Wayne State University Law School’s Paul Dubinsky, (third from left) recently visited China to promote WSU’s master of laws program. With him is Professor Xiang Gao (second from left), director of the College of Comparative Law at the China University of Political Science and Law in Beijing, as well as several current doctoral students and recent graduates of that university.
During two weeks in early December, Dubinsky visited Beijing Normal University and the China University of Political Science and Law in Beijing; Hhuazong University of Science and Technology and Hubei University in Wuhan; Shandong University in Jinan, where he gave a presentation on U.S. national security law; and Northwest University of Politics and Law in Xi’an.
A growing number of students from China are expected to study law in the United States, and Wayne Law offers several master of laws degrees that could interest them, according to Dubinsky.
Partnerships have been formed by Wayne Law with Beijing Normal University and the China University of Political Science and Law as a result of Dubinsky’s visit and a trip to China in June by Wayne Law Interim Dean Jocelyn Benson.
“We signed a memorandum of understanding with Beijing Normal and held a signing ceremony,” Dubinsky said of his trip. “It’s a framework by which students will enroll in the LL.M. program at Wayne State.”
A faculty exchange also is in the works.
“The Chinese law schools that I visited are highly interested in having one or more Wayne Law faculty members teach courses there,” Dubinsky said. “It’s also very possible that some of the junior faculty there will be coming here and perhaps co-teaching courses with Wayne faculty.”
Over the summer, Dubinsky organized a program that brought groups of students from several Chinese universities to Wayne Law to spark their interest in the master of laws program.
American students at Wayne Law will benefit greatly from association with Chinese and other foreign law students and faculty members, Dubinsky said, and all will benefit by understanding more about the ever-increasing complexity of transnational legal practice.

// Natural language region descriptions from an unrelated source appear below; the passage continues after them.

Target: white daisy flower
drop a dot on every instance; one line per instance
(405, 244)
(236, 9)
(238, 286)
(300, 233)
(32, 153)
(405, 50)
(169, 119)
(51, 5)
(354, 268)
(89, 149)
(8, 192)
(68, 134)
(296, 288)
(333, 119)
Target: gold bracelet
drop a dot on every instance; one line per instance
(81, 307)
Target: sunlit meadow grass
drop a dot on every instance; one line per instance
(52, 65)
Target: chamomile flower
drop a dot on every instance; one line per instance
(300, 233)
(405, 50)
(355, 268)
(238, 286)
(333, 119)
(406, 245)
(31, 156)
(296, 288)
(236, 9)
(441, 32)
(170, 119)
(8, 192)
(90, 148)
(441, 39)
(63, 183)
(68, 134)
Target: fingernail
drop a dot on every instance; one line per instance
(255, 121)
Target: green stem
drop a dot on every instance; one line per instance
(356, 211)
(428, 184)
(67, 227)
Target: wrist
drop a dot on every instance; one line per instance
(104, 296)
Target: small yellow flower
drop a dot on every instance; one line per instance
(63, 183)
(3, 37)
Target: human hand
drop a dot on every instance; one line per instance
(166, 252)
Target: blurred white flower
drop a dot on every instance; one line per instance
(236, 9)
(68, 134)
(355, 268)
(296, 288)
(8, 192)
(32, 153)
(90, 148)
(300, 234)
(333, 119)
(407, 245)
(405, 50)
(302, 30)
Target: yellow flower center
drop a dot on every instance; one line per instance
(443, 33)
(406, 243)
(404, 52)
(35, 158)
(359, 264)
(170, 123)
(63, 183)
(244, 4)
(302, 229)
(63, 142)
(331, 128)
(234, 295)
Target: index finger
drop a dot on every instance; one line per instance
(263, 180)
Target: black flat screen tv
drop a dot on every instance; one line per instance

“Wayne’s new master’s degree program in U.S. law is designed for outstanding law students from other countries,” Benson said. “This is an attractive program for students who seek to practice law in the United States, transnational law in their home countries, who may work in government ministries involved in negotiations with the United States, or who intend to work on advanced degrees and careers as scholars.”

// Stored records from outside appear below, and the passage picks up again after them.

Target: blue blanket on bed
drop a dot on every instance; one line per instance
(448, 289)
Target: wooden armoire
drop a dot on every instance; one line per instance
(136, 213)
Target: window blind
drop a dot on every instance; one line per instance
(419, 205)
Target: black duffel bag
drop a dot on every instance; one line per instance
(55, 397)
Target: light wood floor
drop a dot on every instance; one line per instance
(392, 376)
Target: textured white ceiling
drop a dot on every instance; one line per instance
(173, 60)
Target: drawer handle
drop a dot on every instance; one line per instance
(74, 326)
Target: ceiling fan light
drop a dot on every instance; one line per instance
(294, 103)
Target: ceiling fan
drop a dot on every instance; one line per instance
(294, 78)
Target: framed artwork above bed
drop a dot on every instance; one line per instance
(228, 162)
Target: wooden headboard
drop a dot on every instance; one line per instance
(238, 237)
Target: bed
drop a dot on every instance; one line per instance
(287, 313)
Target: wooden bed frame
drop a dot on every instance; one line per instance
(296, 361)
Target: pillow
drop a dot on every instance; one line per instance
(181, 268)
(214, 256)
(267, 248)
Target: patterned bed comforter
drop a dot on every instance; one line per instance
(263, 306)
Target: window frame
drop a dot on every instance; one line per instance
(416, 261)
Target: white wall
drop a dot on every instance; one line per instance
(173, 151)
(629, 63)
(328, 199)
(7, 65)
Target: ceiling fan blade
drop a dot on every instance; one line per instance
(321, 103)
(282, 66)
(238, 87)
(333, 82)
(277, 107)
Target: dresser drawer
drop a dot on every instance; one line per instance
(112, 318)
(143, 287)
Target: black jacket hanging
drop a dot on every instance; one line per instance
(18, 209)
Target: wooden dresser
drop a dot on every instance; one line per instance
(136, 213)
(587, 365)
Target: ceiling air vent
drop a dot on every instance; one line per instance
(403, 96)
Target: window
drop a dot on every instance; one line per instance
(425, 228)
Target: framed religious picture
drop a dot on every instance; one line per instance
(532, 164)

In the burgeoning field of international business law and arbitration, in particular, opportunities are blooming for students well-versed in Chinese and Western law, Dubinsky said.
He found Chinese university students very interested in the transformations taking place in the American legal system as it confronts global terrorism and in the National Security Agency’s activities exposed by former CIA employee Edward Snowden.
This subject was the focus of Dubinsky’s Dec. 5 public lecture at Shandong University.
“There are so many legal layers to the problem and the issue, and global business competition brings many dimensions to the conversation,” Dubinsky said.
Midway through a question-and-answer session after his lecture at Shandong University, he said he found himself thinking: “These students know as much about the NSA surveillance program as the students in my National Security Law seminar at Wayne.”
Part of the professor’s recent trip was coordinated with WSU’s College of Liberal Arts and Sciences and the Confucius Institute at Wayne State.
Dubinsky is vice president of the American branch of the International Law Association. He serves on the U.S. Secretary of State’s Advisory Committee on Private International Law and on the Executive Editorial Board of the American Journal of Comparative Law.
Dubinsky joined the Wayne Law faculty in 2005 after teaching at Yale Law School and Georgetown University Law Center.
He is a graduate of Yale University, Harvard Law School and the Universiteit Katholieke of Leuven, Belgium.